Likewise, a small house terrace filled with skylights keeps the house bright, but reduces terrace area for activities. Getting a building done is increasingly becoming a matter of choice than merely having options.
Historic architecture made a clear distinction between the normal load-bearing wall up to the roof and the non-load bearing parapet wall upon the terrace. In village homes if it was the simple mud wall itself going upwards, in palaces it would be ornate, sometimes with royal graphic symbols in the centre. Public buildings exhibit varied brick and jaali patterns to highlight the topmost part of the building. Beside such attention to aesthetics, the costs and the volume of the wall are also considerable. A typical parapet wall is more than one-third in volume compared to the walls of a room, and as such can not be simply left to the choice of the mason.
Often we see parapet done with steel sections, complete with designs and welded junctions. Being a high embodied energy material, with paint susceptible to fade, steel is not an ideal material. Replacing it with masonry material makes green sense, besides avoiding the possibility of steel rods rusting because of penetrated dampness thorough welding gaps. If desired, a few rods without any weld can be used. The open-ended wall top should be sealed with mortar band to make it water proof. Long lengths of wall tend to crack due to temperature expansions, which can be avoided by placing two steel rods inside the top coping mortar, turning it into a RCC beam.
Everyone prefers good looks, but it is not worth wasting money on a costly wall all around, invisible from the roadside. As such, the front parapet can be designed to look good, while the rest can use ordinary half-brick walls with short pillar support at every 10 ft. The wall design will have to be adjusted for varied lengths as the parapet folds and turns along the terrace. Planter boxes with flowers and creepers add to the green elevation; hence should be considered seriously. After all, they only need daily watering. These planters can be made on the terrace itself, with double-layered mesh wall and drain pipe into the terrace.

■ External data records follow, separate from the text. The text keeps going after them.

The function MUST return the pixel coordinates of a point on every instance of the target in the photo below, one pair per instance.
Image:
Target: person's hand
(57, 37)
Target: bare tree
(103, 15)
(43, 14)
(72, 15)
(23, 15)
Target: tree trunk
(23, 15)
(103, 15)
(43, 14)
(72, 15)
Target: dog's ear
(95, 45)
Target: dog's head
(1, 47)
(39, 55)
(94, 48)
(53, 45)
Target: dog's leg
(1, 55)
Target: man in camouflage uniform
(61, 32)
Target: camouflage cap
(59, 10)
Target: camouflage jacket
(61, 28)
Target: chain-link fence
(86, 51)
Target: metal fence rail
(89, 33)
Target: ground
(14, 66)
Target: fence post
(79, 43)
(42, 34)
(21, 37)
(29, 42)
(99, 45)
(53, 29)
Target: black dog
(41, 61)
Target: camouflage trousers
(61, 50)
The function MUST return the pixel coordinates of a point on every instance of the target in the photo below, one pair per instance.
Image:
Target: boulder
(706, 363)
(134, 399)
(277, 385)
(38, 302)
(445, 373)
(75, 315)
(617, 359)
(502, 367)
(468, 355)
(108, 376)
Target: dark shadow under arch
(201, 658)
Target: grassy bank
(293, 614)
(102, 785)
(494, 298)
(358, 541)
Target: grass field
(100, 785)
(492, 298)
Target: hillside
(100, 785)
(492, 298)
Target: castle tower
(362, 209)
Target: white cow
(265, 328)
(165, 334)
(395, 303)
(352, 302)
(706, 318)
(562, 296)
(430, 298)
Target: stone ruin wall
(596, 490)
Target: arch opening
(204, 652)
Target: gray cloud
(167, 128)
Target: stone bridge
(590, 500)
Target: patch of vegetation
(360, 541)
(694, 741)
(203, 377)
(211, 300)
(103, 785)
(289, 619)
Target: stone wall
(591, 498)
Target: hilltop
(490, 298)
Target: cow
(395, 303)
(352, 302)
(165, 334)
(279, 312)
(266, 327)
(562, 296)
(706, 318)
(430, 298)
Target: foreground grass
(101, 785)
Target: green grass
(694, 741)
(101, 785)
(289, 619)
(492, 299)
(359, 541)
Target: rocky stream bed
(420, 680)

Theoretically, a height of 2’ 6” is secure enough, but can be increased to 3 ft., but this height calculation should deduct for the thickness of roof water proofing. Even at this height, a child sitting on it is dangerous, so more than the height, it is the design that matters in making it child safe. The roof slab and parapet base has a critical junction, demanding proper water-proof finish. Also, embedding the supports of water tank, clothes line and roof pavilion with the parapet wall or its short pillars should be done simultaneously, not as a later addition.
In hot dry regions parapets support shading, terrace breeze and climatic lifestyle, while in heavy rainfall regions there may be no flat roof or parapet walls. The roles could be substantial or minimal, yet it is important to realise that parapet walls also have a role in cost and climate.